A probability distribution (or density) for a continuous variable \(X\) is a function \(f\) satistying the following:
- \(f(x)\geq 0~~\text{for all}~~x~~\text{in}~~X\).
- The total area under the curve of \(f\) is 1.
- The probability that \(x\) is between two values \(a\) and \(b\), denoted \(P(a\leq x \leq b)\) equals the area under the curve from \(a\) to \(b\).
Normal distribution
This is the most important probability distribution in statistics. It will be widely used in this course.
Probability density function of the normal distribution has this formula:
\[f(x) = \frac{1}{\sigma \sqrt{2\pi}} \text{exp}(- \frac{(x-\mu)^2}{2\sigma^2})\]
\(\mu\) is the mean
\(\sigma\) is the standard deviation
\(\text{exp}(x) = e^{x}\)
Properties of the normal distribution
Symmetric, bell-shape
\(\mu\) and \(\sigma\) define the location and variation
From the center (mean), going two standard deviations each way covers approximately 95% of the distribution
Standard normal distribution
A normal distribution \(N(\mu, \sigma)\) with \(\mu = 0, \sigma = 1\)
Any normal disribution can be transformed into a standard normal distribution \(N(0, 1)\) by substracting the meand and dividing by the standard deviation:
if \(X \sim N(\mu, \sigma)\), then \(Y = \frac{X-\mu}{\sigma} \sim N(0, 1)\).
Standard normal distribution probabilities are commonly presented in tables, so people can check them easily. But in this course we will learn how to compute them with R.
This figure shows the birthweight of 189 newborns
Estimates of \(\mu\) and \(\sigma\) are, respectively, 2945g and 729g.
How can we compute the proportion of weights larger than 4000g?
We can either compute it directly in R as we will see in the R lab, or we can use the normal tables as follows:
\[ P(Y>4000) = 1- P(X \leq 4000) = 1 - P(\frac{X-2945}{729} \leq 1.45) \]
As the variable \(\frac{X-2945}{729}\) is distributed according to the standard normal distribution, the probability \(P(\frac{X-2945}{729} \leq 1.45)\) can be found in the tables, see Aalen p.328.
\[ \begin{aligned} P(Y>4000) & = 1- P(X \leq 4000) = 1 - P(\frac{X-2945}{729} \leq 1.45)\\ & = 1 - 0.9265 = 0.0735 \end{aligned} \]

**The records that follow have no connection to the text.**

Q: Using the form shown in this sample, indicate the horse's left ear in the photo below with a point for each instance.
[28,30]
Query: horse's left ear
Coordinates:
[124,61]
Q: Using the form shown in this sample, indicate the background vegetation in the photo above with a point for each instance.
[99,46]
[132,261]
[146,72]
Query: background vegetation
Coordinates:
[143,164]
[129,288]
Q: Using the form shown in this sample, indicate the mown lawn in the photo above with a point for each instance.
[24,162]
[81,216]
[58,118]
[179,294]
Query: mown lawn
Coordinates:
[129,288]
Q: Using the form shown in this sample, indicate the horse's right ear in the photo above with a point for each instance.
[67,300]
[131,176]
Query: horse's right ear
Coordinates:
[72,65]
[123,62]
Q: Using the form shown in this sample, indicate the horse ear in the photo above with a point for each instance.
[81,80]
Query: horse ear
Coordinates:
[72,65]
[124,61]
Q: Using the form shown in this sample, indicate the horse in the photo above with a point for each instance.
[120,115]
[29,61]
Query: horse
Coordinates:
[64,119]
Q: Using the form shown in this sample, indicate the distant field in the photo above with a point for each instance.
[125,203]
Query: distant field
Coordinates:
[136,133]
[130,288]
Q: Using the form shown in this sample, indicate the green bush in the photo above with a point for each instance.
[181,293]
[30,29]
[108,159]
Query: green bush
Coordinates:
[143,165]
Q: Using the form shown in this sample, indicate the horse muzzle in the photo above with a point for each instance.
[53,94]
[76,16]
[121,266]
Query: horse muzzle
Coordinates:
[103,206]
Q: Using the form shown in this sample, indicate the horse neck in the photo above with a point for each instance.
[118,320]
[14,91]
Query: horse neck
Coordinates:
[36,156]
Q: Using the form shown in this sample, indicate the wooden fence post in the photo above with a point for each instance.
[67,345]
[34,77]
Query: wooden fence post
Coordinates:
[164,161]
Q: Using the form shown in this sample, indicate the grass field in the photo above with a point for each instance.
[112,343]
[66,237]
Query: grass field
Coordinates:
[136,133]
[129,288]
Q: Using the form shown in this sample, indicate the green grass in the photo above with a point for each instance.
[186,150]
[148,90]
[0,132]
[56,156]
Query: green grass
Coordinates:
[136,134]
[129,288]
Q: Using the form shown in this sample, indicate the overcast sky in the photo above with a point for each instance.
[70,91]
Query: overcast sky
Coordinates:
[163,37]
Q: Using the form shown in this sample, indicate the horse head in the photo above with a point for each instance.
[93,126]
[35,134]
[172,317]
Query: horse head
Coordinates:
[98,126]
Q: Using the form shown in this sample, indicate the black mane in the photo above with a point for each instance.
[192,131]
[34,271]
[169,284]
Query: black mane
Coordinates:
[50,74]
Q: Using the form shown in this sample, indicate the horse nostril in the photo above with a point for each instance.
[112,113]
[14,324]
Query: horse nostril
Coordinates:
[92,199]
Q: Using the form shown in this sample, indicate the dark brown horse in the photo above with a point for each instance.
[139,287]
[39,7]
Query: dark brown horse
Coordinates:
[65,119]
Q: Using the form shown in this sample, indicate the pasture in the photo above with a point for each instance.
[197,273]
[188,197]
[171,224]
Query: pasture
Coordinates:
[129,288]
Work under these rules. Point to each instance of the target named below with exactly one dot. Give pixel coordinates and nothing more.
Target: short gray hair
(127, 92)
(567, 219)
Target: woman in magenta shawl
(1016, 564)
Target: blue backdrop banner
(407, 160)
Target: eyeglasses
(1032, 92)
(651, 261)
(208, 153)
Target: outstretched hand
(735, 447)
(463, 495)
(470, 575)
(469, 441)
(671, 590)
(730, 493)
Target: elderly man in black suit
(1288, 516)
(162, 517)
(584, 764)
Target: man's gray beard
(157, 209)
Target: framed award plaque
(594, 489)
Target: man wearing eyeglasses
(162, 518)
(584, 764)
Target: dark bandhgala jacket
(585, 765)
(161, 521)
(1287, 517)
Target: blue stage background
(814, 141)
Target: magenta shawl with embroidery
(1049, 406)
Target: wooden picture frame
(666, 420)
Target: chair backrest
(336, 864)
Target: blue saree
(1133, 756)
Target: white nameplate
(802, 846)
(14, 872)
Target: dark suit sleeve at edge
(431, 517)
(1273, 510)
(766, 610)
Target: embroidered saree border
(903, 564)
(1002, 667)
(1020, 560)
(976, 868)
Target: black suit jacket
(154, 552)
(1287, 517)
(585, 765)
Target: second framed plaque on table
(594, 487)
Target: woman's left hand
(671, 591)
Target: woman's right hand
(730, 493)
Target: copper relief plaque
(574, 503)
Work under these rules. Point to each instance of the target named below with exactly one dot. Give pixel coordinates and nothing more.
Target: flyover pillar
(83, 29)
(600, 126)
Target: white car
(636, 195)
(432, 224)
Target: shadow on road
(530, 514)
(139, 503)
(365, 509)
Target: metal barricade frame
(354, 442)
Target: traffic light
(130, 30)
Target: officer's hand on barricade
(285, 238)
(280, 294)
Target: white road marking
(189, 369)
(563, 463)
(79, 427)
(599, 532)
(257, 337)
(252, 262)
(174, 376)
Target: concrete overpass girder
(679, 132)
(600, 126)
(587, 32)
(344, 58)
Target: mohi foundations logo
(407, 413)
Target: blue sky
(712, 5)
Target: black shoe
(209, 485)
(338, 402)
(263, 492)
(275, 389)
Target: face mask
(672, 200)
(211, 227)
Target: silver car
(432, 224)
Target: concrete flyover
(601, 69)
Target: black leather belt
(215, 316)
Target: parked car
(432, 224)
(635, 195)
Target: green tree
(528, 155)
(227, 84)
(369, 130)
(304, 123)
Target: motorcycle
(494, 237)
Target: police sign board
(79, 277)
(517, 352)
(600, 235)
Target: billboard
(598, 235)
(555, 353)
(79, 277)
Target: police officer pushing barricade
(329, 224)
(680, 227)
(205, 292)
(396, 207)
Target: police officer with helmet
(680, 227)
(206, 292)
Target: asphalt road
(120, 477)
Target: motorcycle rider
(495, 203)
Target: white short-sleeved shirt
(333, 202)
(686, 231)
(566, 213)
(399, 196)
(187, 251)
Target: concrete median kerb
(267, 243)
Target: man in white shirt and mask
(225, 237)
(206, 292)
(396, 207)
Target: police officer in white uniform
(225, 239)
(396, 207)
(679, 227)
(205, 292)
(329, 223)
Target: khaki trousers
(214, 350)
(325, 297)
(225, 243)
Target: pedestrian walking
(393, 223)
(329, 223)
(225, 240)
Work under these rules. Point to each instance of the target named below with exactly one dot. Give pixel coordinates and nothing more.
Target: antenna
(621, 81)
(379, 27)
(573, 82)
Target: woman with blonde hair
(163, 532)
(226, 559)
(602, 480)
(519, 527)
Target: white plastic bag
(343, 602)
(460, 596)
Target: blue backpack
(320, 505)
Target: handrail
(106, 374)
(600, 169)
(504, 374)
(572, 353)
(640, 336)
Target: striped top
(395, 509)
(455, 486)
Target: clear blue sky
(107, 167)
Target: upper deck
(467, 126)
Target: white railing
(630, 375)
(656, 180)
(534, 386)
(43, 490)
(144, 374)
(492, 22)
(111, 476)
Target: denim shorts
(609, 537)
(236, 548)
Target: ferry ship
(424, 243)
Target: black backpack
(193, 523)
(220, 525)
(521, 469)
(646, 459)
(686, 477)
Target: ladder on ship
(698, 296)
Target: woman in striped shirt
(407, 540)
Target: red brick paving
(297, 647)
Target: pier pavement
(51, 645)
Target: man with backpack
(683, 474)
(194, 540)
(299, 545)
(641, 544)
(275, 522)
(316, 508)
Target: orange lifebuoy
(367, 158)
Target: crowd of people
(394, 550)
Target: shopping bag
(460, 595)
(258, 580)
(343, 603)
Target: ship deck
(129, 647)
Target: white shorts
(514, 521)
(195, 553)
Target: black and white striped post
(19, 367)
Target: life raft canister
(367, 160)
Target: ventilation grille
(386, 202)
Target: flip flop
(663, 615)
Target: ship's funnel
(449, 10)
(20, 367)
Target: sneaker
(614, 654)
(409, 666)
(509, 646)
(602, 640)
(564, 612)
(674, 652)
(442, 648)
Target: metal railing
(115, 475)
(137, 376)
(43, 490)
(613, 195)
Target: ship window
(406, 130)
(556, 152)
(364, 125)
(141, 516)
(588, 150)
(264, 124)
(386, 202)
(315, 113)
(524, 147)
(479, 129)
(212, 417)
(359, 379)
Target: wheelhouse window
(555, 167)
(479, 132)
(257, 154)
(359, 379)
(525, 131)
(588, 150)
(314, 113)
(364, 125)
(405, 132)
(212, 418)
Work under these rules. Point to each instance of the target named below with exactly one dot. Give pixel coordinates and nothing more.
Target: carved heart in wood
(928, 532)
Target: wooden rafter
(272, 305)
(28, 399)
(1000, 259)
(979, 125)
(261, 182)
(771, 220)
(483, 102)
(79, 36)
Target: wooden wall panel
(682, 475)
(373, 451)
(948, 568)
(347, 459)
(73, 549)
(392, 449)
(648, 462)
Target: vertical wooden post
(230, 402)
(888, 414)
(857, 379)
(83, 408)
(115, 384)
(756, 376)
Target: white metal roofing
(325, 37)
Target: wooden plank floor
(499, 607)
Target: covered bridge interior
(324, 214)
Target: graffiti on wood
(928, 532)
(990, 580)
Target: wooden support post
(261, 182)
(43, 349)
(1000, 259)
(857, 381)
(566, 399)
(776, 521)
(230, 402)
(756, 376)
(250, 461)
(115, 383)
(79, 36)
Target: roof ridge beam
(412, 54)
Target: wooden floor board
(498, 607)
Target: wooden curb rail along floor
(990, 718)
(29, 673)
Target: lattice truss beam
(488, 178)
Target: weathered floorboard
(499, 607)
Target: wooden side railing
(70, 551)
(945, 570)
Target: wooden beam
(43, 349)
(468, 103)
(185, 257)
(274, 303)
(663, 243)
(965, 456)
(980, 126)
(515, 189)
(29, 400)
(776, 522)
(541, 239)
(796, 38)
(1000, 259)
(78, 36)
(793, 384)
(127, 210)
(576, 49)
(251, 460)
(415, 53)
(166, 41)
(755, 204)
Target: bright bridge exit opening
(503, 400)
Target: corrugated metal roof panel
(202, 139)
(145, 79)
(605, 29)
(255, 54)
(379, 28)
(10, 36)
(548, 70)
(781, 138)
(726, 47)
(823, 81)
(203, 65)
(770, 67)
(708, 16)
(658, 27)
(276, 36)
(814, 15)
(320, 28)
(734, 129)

Normal approximation to the binomial distribution
Recall the binomial distribution,
\[P(X = x) = \binom nx p^x (1-p)^{n-x}\]
where \(\binom nx = \frac{n!}{x!(n-x)!}\), and \(\binom n 0 = 1\)
For large \(n\), the binomial distribution can be approximated by the normal distribution.
To approximate a binomial distribution we use a normal distribution with:
\(\mu = np\)
\(\sigma = \sqrt{np(1-p)}\)
\(n=20\), \(p=0.514\)
\(\mu=np=20 \cdot 0.514 = 10.28\)
\(\sigma = \sqrt{np(1-p)} = \sqrt{20 \cdot 0.514 \cdot 0.486} = 2.24\)
\(N(10.28,2.24)\)
Rule of thumb:
\(Binom(n, p) \rightarrow N(\mu, \sigma)\quad \text{for} \quad n \rightarrow \infty\) if \(np \geq 5\) and \(n(1-p) \geq 5\)
Central limit theorem CLT
CLT in simple words: the distribution of sample mean will be nearly normal regardless of what distribution the variable in the population is, as long as the sample size is large enough.